Quizás hoy provoquen vergüenza nuestras prisiones. El siglo XIX
se sentía orgulloso de las fortalezas que construía en los límites
de las ciudades y, a veces, en el corazón de éstas. Se complacía
en esa nueva benignidad que reemplazaba los patíbulos. Se maravillaba
de no castigar ya los cuerpos y de saber corregir en adelante las almas.
Aquellos muros, aquellos cerrojos, aquellas celdas figuraban
una verdadera empresa de ortopedia social.

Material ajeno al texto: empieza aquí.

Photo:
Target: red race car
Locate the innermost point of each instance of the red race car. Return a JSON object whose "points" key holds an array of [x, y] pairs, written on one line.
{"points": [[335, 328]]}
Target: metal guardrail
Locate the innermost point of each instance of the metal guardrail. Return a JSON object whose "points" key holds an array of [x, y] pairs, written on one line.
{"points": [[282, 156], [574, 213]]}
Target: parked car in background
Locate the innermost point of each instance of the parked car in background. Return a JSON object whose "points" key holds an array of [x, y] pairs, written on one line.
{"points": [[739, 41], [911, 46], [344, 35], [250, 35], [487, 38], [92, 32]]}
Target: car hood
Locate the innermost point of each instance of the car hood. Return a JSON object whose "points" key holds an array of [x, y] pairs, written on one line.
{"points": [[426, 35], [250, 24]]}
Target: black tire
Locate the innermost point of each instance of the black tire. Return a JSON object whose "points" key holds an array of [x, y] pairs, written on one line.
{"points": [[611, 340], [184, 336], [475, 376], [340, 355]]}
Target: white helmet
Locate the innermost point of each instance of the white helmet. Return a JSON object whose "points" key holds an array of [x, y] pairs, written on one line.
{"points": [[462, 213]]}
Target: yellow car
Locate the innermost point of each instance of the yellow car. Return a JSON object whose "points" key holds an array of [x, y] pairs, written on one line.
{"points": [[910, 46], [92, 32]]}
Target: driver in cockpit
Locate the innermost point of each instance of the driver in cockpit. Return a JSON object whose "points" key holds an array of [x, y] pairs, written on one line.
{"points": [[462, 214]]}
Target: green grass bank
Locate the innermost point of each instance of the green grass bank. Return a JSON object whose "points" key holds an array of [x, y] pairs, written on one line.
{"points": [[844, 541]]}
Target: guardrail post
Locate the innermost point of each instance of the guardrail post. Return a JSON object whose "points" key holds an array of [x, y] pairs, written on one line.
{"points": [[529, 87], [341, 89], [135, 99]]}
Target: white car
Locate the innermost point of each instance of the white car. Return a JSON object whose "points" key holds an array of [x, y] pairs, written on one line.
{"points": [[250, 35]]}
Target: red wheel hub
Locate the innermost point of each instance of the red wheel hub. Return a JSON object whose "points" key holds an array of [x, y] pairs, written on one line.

Quienes robaban
eran encarcelados, también aquellos que violaban o mataban.
¿De dónde proviene el curioso proyecto de encerrar para corregir,
disciplinar, controlar, que traen consigo los códigos penales de la
época moderna? ¿Es una herencia de las mazmorras medievales?
Más bien, una tecnología novedosa: el desarrollo de un conjunto
de procedimientos de coerción colectiva para dividir en zonas,
medir, encauzar a los individuos y hacerlos a la vez “dóciles
y útiles”. Vigilancia, ejercicios, maniobras, puntajes, rangos y lugares,
clasificaciones, exámenes, registros: una manera de someter
los cuerpos, de dominar las multiplicidades humanas y de manipular
sus fuerzas, que fue desplegándose en los hospitales, en el ejército,
las escuelas y los talleres: la disciplina.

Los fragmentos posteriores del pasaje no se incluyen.